Millennium Fellow from Puerto Rico Tackles Climate Change in the Wake of Hurricane Maria
In 2016, Odaly S. Balasquide Odeh came to a crushing realisation in the happiest place on Earth – Disney Land. Like many other visitors, Odaly got to watch the celebrated fireworks show at Disney Land. However, instead of being fascinated by their beauty and grandeur, the fireworks made her sad because of the smoke and contamination that they were putting out into the atmosphere.
When she started university, Odaly ran her reflection past her honours professor and decided to focus on atmospheric pollution as a research thesis topic. In order to figure out how to meet the needs of her community, Odaly met up with local news reporters in Puerto Rico and identified specific topics within air pollution that were affecting her country and her people. Together, they identified the topic of the disposal and re-use of coal combustion waste.
“The thing that made me really focus on this project was the urgency I felt after the storm. It was something I needed to experience.”
Around one year later on September 20, 2017, Puerto Rico was hit by Hurricane Maria. Hurricane Maria pushed the 3.4 million residents of Puerto Rico into a humanitarian crisis. The powerful category 4 hurricane destroyed homes, limited access to running water, and cut electricity on the island. For many Puerto-Ricans, Hurricane Maria demonstrated the dangerous effects of climate change. For Odaly, it was a tipping point. She realised that her research into coal combustion waste and the effect that it plays on climate change was critical.

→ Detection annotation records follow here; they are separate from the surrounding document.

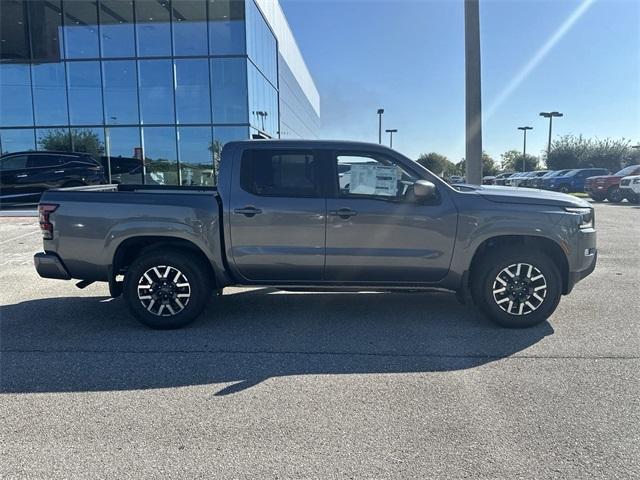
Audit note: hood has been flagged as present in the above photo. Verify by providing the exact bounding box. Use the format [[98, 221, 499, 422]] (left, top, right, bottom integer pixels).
[[465, 185, 590, 207]]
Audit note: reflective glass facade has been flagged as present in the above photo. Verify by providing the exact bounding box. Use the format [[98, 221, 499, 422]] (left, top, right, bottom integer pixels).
[[0, 0, 319, 185]]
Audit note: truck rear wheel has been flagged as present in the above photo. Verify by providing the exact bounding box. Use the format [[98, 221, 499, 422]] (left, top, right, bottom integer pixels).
[[471, 247, 562, 328], [123, 249, 211, 330]]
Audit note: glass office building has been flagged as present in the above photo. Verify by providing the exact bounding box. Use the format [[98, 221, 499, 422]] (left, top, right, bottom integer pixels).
[[0, 0, 320, 185]]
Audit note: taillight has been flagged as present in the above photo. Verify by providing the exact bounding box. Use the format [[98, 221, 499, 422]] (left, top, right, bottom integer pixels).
[[38, 203, 58, 240]]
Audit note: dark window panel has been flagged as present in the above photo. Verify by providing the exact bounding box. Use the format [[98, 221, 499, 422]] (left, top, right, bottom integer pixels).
[[101, 127, 142, 184], [36, 128, 73, 152], [27, 0, 63, 62], [138, 60, 175, 124], [142, 127, 180, 185], [0, 0, 30, 61], [178, 127, 216, 186], [102, 60, 138, 125], [31, 63, 69, 125], [175, 59, 211, 124], [209, 0, 246, 55], [171, 0, 208, 56], [0, 63, 33, 127], [211, 58, 248, 123], [67, 62, 103, 125], [135, 0, 171, 57], [64, 0, 99, 58], [100, 0, 136, 58], [0, 128, 36, 154]]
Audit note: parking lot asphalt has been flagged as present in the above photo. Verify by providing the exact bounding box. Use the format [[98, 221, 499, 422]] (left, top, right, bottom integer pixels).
[[0, 203, 640, 479]]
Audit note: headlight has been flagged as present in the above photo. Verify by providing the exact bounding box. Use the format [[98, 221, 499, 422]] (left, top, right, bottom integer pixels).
[[565, 207, 594, 228]]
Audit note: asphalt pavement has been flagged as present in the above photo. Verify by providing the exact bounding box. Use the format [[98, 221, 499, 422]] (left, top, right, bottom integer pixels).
[[0, 202, 640, 479]]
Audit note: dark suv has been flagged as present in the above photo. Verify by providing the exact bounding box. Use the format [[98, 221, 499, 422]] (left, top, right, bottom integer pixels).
[[0, 152, 106, 205]]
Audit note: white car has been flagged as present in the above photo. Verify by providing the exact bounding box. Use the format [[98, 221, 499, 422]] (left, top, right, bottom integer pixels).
[[620, 175, 640, 203]]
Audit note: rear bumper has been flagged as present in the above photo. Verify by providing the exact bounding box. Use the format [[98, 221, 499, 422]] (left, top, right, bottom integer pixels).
[[33, 252, 71, 280]]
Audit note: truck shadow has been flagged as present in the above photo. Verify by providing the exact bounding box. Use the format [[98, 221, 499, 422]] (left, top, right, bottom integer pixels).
[[0, 289, 553, 395]]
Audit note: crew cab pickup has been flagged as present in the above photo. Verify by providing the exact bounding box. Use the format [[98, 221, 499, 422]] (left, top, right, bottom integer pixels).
[[35, 140, 597, 328]]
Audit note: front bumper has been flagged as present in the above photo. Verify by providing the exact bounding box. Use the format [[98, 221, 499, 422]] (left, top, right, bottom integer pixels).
[[33, 252, 71, 280]]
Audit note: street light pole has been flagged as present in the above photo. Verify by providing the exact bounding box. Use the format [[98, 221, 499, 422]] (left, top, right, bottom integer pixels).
[[385, 128, 398, 148], [518, 126, 533, 172], [540, 112, 564, 158], [464, 0, 482, 185]]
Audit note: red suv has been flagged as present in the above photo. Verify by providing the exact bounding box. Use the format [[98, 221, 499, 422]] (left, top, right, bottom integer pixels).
[[584, 165, 640, 203]]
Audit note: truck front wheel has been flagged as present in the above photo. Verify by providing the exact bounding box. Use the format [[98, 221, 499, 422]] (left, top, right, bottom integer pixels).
[[471, 247, 562, 328], [123, 249, 211, 330]]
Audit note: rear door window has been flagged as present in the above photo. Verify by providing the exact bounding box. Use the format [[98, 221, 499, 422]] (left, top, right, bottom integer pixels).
[[0, 155, 27, 172], [240, 149, 320, 197]]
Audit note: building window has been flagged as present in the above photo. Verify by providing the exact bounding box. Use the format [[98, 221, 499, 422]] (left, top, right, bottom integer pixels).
[[67, 62, 103, 125], [101, 127, 143, 184], [100, 0, 136, 57], [135, 0, 171, 57], [64, 1, 99, 58], [178, 127, 216, 186], [172, 0, 209, 56], [0, 63, 33, 127], [142, 127, 180, 185], [174, 58, 211, 124], [31, 63, 69, 125], [211, 58, 248, 123], [209, 0, 246, 55], [102, 60, 138, 125], [0, 128, 36, 155], [138, 60, 175, 124]]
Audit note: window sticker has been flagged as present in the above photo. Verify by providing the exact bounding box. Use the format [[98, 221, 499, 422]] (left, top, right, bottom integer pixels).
[[349, 164, 398, 197]]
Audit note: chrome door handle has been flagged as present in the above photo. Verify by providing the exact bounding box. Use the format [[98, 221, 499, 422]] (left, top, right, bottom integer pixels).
[[329, 208, 358, 220], [233, 205, 262, 217]]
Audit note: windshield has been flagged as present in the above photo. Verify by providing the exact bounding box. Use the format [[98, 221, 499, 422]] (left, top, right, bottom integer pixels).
[[616, 165, 640, 177]]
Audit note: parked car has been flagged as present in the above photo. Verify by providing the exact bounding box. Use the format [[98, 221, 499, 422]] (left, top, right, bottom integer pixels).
[[547, 168, 609, 193], [493, 172, 516, 185], [620, 175, 640, 203], [584, 165, 640, 203], [504, 172, 534, 187], [536, 169, 571, 190], [0, 151, 106, 205], [482, 175, 496, 185], [520, 170, 549, 188], [34, 140, 597, 328]]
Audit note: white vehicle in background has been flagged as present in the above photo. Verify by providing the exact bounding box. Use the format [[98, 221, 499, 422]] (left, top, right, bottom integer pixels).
[[620, 175, 640, 203]]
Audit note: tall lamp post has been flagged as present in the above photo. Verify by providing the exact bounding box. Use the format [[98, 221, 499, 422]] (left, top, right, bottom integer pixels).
[[378, 108, 384, 145], [540, 112, 564, 158], [518, 127, 533, 172], [385, 128, 398, 148], [464, 0, 482, 185]]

After Hurricane Maria, Odaly began focusing on her research with renewed vigour and specialised her project even more. She is currently researching how the ashes from coal combustion are being discarded and repurposed. She explained that the disposal or repurposing of these ashes are not sufficiently regulated in Puerto Rico and therefore can cause serious harm to the environment and the health of communities. She went on to explain that there have been many environmental and health problems arising in the areas where these ashes have been discarded or used, which might indicate a dangerous correlation. She has also been focusing on increasing education in the topic of coal combustion ash by-product and educating local populations on understanding the needs of the environment.
“After the storms we started experiencing, the passion for the project and the excitement to do something got even stronger and that was one of the reasons why I applied to the Millennium Fellowship. I stopped thinking I will have enough time after I graduate to work on this. I started thinking, I need to start on this and I can’t wait on this any longer. The planet needs us now.” !
Her enthusiasm for her project eventually led her to apply to the 2019 Millennium Fellowship.
Through the Fellowship she has connected to students from all around the world and hopes to come together with them to fight climate change and its effects together. The Millennium Fellowship currently has 40+ students working on climate action and change initiatives globally.
Odaly sincerely believes that the world waits for no one. She thinks that if you have a good idea, you need to go out and implement it as soon as possible even if you do not have all the qualifications. When she first started this project, she faced a lot of doubts because she was a student researcher. However, she has persevered and has kept going because she knows that her research is making a difference.
She says, “I think the focus should be on not limiting yourself. It's not about having the overall professional experience, its about learning through process and the experience. It is important that we start doing things now.”
Odaly hopes that when she leaves her university she will have left a legacy for other students to build on her research in atmospheric pollution and in climate change research. She also hopes to have inspired others to look for the tools around them and not limit themselves to change their communities.